European insurance group Achmea has successfully priced its new Windmill II Re DAC (2020) catastrophe bond transaction at the 25% upsized target of EUR 100 million and with the coupon pricing reduced by 11% over the course of the deal’s marketing.
Netherlands headquartered primary insurance group Achmea returned to the catastrophe bond market at the beginning of June, looking to sponsor this Windmill II Re 2020 transaction as a renewal of its soon to mature cat bond backed reinsurance protection from a 2017 issuance.
The Windmill II Re DAC issuance sees Achmea looking to lock-in capital market backed reinsurance protection for two of its primary insurer subsidiaries, covering them for certain losses from European windstorm risks (which includes extratropical storms, convective storms, hail, tornadoes and other windstorm related events), on an indemnity trigger and per-occurrence basis across a four-year term.
The firm’s Achmea Reinsurance Company NV entity will play the role of ceding reinsurer, connecting with the capital market investors for this issuance, with the reinsurance coverage then provided onwards to two of Achmea’s main property insurance underwriting subsidiaries.
The offering began with a target size of EUR 80 million, but that was lifted by as much as 25%, with the single tranche of notes aiming for between EUR 80 million and EUR 100 million in size.
Now having priced, Achmea’s Windmill II Re cat bond will provide the insurance group with EUR 100 million of catastrophe reinsurance protection, a 25% increase from the initial target, we understand.
The EUR 100 million of notes being issued by Windmill II Re DAC, which are subject to an initial expected loss of 2.56%, were at first offered to cat bond investors with coupon price guidance in a range from 4.25% to 4.75%, but that then declined to the lowest-end at a 4.25% coupon.
But as we explained yesterday, that was reduced even further, with Achmea hoping to get the reinsurance protection at an even more favourable price, so the notes were offered with price guidance of 4% to 4.25% at the final stages of book building.
We now understand that Achmea has successfully had the notes priced with a 4% coupon spread, which reflects an 11% decrease in pricing from the initial mid-point of the guidance the cat bond was first marketed with.

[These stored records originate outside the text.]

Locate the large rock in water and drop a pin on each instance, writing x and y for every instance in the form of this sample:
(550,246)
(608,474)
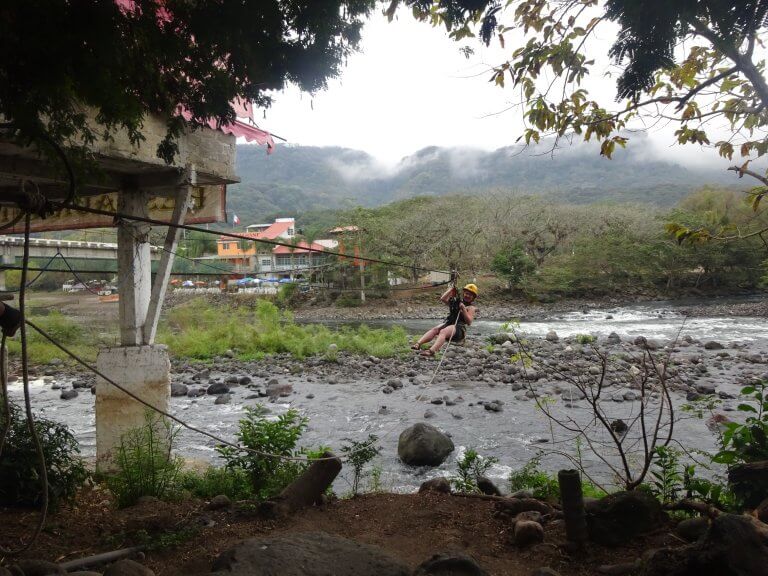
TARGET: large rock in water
(423,445)
(306,554)
(618,518)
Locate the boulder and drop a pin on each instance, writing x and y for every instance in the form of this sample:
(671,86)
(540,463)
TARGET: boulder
(436,485)
(275,389)
(423,445)
(691,529)
(487,486)
(513,506)
(217,388)
(395,383)
(705,388)
(449,565)
(306,554)
(528,532)
(619,517)
(179,389)
(219,502)
(732,546)
(128,568)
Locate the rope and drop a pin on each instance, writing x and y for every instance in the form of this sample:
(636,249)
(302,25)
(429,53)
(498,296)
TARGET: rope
(155,222)
(42,469)
(448,345)
(179,421)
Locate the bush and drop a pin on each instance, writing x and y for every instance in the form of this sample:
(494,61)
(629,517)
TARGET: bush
(232,482)
(200,331)
(470,468)
(544,485)
(747,442)
(531,478)
(145,465)
(360,454)
(268,475)
(19,477)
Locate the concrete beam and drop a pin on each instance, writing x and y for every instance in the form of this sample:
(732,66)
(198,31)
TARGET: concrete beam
(134,268)
(183,196)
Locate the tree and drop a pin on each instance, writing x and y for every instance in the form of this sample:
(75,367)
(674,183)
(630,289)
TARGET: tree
(125,59)
(513,265)
(687,62)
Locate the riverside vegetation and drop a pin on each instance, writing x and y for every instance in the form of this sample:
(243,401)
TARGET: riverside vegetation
(202,331)
(546,250)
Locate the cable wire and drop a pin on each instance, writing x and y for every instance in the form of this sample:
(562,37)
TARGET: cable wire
(168,415)
(155,222)
(42,468)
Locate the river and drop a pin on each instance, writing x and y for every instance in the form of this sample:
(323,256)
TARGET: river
(346,403)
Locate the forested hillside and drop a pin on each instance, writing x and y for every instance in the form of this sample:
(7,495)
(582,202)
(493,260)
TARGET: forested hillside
(298,179)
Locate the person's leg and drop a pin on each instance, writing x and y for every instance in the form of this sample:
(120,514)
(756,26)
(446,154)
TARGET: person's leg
(429,335)
(10,320)
(445,334)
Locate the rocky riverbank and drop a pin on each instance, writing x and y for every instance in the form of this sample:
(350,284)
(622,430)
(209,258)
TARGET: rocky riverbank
(483,394)
(394,309)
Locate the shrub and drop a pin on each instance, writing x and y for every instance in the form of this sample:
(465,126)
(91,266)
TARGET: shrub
(531,478)
(19,477)
(232,482)
(470,468)
(145,466)
(360,454)
(747,442)
(544,485)
(666,477)
(200,331)
(268,475)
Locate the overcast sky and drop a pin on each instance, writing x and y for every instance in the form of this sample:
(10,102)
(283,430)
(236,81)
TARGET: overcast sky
(410,87)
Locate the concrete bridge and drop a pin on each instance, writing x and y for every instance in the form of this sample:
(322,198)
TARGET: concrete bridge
(13,247)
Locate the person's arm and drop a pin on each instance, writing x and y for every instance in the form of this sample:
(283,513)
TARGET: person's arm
(447,295)
(467,313)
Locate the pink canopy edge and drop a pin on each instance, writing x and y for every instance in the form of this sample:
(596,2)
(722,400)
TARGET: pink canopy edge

The Windmill II Re 2020-1 catastrophe bond now becomes one of the only transactions to price below guidance of recent months, when most cat bonds have tended to price upwards and some have done so significantly.
But, as we explained before, given this is a rare European peril cat bond, the deal will perhaps benefit from providing diversification to investors, as well as the almost perma-low status of European catastrophe reinsurance pricing, both of which will have helped to make the reinsurance coverage more economical for Achmea.
It will be interesting to see whether other European insurance companies take note, as it suggests the catastrophe bond market may be a very economical source of reinsurance capacity right now.